Respeitamos a interpretação, mas ousamos dela discordar. A interpretação sistemática conduz ao convencimento da manutenção do statu quo ante. É certo que a Lei 11.340/06 foi extremamente rigorosa nos campos penal e processual, buscando intimidar e punir severamente os agressores com previsões mais gravosas que as usuais. Todavia, ao viabilizar a renúncia perante o magistrado em audiência específica nos casos de crimes de ação pública condicionada, certamente flexibilizou aquela rigidez. Quisesse afastar, por completo, todos os institutos despenalizadores e o diploma evitaria toda e qualquer interpretação favorável ao agente.
Pelo Código de Processo Penal, a vítima que representa e volta atrás antes de expirado o prazo de seis meses, retira do Ministério Público a legitimidade para propor ação penal contra o agente. Este instituto processual é denominado de retratação.
A Lei 9099/95 propicia a renúncia ao direito de representação, se o ofendido se compõe civilmente com o autor do fato (art. 74, parágrafo único). Seguindo este modelo, a Lei Maria da Penha permite a renúncia à representação somente perante o magistrado em audiência especialmente designada para isto (art. 16). É curial que esta solenidade não se presta a outro crime senão ao de lesão corporal dolosa contra a mulher em situação de violência doméstica ou familiar.
Mais. O fim maior colimado pelo diploma é a tutela da mulher agredida, nas modalidades tratadas no art. 5º, referente ao Título II, o qual exatamente aborda a violência doméstica e familiar contra a mulher. Se o art. 16 que trata da renúncia ao direito de representar vem disposto no Título IV, pertinente às Disposições Gerais dos procedimentos a serem adotados desde a fase policial, certamente tratou o legislador da violência em suas diversas manifestações e possibilitou a retratação para a vítima.
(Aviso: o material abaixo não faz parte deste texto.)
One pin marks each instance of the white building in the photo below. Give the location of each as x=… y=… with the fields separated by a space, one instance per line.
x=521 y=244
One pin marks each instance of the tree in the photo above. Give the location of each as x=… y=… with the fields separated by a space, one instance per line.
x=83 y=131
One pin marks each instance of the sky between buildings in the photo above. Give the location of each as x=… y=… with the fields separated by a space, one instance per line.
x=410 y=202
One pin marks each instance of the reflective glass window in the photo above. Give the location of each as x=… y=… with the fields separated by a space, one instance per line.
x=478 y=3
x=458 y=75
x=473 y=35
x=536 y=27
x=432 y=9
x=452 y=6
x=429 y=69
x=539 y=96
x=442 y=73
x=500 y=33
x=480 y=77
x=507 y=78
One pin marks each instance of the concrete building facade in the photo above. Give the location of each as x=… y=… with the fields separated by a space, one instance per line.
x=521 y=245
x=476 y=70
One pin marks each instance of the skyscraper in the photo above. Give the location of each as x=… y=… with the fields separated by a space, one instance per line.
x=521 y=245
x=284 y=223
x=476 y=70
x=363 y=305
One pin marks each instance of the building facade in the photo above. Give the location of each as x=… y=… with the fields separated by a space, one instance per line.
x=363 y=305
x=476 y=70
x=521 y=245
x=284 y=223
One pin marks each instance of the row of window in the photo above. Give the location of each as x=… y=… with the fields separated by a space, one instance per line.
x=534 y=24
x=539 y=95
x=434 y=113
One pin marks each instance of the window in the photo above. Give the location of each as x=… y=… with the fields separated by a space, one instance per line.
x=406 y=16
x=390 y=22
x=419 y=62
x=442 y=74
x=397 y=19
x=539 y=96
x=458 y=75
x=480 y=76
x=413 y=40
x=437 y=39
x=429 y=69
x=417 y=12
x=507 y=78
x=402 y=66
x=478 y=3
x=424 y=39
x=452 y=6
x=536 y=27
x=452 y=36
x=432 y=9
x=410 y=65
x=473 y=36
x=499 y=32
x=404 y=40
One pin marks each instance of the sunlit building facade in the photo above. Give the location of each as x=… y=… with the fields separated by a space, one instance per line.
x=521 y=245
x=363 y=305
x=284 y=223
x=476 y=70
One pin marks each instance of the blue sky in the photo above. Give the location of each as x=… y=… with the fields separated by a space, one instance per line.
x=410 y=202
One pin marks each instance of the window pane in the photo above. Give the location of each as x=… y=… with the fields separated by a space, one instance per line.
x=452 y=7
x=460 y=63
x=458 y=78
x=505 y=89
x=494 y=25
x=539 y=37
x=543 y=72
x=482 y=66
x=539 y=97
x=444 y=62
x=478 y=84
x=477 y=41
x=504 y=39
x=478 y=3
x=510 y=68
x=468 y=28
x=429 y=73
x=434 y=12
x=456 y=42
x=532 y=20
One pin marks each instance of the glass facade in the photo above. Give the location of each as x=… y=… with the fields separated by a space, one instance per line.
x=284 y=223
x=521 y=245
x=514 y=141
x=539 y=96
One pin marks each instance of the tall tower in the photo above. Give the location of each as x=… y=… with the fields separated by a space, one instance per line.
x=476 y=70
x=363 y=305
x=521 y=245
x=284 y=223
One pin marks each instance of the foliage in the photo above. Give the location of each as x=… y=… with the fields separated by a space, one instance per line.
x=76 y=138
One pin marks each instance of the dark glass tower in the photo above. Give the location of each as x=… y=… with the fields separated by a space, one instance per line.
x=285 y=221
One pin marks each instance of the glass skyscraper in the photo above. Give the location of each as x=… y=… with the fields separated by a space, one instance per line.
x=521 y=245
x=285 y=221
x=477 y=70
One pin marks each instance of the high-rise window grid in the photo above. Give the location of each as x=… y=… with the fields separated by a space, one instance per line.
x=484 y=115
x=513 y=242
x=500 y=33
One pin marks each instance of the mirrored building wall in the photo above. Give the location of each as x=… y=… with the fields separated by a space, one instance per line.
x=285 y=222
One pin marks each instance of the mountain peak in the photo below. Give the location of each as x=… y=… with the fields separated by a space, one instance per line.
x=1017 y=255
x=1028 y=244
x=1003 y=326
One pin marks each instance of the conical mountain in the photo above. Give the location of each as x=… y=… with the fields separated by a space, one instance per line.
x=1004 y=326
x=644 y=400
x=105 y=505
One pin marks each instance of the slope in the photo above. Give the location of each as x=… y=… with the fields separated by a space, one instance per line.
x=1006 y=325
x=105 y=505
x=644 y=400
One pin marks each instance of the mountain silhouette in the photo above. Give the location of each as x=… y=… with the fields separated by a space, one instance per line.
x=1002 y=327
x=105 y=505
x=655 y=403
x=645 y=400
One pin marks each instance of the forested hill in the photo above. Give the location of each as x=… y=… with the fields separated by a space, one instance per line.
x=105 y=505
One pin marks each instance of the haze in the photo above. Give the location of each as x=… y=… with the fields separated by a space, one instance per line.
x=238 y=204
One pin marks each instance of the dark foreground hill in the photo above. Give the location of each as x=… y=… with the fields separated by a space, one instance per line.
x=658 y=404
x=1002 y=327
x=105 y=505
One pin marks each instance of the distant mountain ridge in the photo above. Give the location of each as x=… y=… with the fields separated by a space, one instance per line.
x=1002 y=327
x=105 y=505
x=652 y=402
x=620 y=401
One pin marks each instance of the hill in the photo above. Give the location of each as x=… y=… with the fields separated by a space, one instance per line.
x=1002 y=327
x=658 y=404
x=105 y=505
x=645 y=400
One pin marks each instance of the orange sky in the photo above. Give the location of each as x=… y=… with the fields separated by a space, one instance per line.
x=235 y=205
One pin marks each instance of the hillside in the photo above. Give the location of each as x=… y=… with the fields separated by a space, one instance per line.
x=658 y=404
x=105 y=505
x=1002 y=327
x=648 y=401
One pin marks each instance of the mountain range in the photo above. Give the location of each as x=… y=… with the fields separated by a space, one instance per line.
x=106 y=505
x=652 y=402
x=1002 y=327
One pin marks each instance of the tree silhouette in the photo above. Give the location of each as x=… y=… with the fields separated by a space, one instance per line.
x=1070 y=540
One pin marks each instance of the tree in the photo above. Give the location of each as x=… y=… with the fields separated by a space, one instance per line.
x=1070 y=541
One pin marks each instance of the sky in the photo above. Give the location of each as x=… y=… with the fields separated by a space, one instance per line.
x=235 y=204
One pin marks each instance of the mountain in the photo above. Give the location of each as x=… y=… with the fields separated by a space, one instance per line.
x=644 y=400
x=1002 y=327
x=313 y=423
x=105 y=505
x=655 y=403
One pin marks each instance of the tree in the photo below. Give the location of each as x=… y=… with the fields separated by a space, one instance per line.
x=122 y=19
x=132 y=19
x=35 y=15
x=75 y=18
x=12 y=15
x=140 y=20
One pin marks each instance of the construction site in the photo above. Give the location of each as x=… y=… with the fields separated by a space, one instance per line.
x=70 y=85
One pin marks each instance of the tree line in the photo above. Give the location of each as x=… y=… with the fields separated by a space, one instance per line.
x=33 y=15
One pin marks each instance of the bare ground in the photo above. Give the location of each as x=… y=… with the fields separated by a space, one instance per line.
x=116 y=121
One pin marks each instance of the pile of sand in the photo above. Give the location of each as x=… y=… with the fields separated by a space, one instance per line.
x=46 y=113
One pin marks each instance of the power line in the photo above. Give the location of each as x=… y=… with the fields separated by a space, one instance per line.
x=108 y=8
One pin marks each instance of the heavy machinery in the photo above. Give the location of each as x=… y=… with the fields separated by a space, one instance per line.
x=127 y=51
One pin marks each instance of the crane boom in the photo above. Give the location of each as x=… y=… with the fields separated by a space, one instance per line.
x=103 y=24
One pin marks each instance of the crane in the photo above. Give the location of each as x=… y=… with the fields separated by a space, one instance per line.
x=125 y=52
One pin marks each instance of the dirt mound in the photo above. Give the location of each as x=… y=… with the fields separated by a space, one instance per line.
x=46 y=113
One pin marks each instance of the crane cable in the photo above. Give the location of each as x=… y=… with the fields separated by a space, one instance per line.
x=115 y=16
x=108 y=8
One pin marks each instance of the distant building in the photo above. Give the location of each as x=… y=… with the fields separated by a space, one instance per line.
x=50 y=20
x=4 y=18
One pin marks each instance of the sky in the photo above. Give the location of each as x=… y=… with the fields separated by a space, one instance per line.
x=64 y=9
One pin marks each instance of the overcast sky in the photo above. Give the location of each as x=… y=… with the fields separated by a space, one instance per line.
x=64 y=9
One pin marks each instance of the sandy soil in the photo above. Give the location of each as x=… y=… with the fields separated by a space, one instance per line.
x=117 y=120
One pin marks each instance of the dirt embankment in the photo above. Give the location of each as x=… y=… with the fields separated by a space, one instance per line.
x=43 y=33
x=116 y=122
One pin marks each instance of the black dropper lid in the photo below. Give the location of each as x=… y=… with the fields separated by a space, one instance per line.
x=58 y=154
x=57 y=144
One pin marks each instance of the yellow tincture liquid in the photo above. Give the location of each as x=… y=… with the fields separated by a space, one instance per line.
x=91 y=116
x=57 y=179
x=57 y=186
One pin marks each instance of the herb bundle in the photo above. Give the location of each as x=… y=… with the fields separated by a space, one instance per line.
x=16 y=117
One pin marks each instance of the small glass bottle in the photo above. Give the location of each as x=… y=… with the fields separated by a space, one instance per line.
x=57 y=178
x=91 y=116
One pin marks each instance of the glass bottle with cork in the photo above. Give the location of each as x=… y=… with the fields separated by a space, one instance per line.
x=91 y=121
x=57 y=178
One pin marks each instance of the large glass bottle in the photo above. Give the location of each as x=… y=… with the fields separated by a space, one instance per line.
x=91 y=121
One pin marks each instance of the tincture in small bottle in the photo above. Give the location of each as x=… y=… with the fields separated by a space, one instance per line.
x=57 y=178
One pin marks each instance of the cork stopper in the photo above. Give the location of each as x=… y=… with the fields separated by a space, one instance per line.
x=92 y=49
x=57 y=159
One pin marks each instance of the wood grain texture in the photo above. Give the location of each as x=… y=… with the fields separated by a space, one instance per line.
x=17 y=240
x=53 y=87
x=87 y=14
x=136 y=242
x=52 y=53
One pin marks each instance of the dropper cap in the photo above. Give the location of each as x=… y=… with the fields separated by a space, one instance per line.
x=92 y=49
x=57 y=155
A lógica também favorece esta interpretação, vez que a exclusão da Lei 9.099/95 vem explicitada no art. 41, no Título VII, correspondente às Disposições Finais. A topologia dos títulos permite concluir que a previsão anterior prefere a posterior, caso não a revogue explicitamente.
8.2 – AGRAVANTE GENÉRICA. O incremento feito ao artigo 61, inciso II, alínea “f”, do Código Penal teve objetivos especiais. A anterior redação admitia o aumento da pena-base quando houvesse afronta aos princípios de apoio e assistência que deve haver nas relações dentro do lar, isto é, nas relações domésticas, de coabitação ou de hospitalidade. . O incremento decorrente da nova redação, in verbis: “Art. 61. (…); II – (…): f) com abuso de autoridade ou prevalecendo-se de relações domésticas, de coabitação ou de hospitalidade, ou com violência contra a mulher na forma da lei específica” teve por objetivo punir mais gravosamente o agente que incorrer em uma das formas de violência familiar ou doméstica contra a mulher – seja física, psicológica, sexual ou patrimonial – preconizadas nos arts. 5º a 7º, da Lei 11.340/06. Destarte, abstraindo-se o bis in idem que fatalmente advirá se o agente incursionar nas sanções do art. 129, § 9º, haverá a incidência, por exemplo, em crimes de ameaça, estupro, tortura, constrangimento ilegal, contra a honra e outros. Inexiste empecilho para que o agente incorra em mais de uma espécie de violência, por exemplo, estupro e tortura.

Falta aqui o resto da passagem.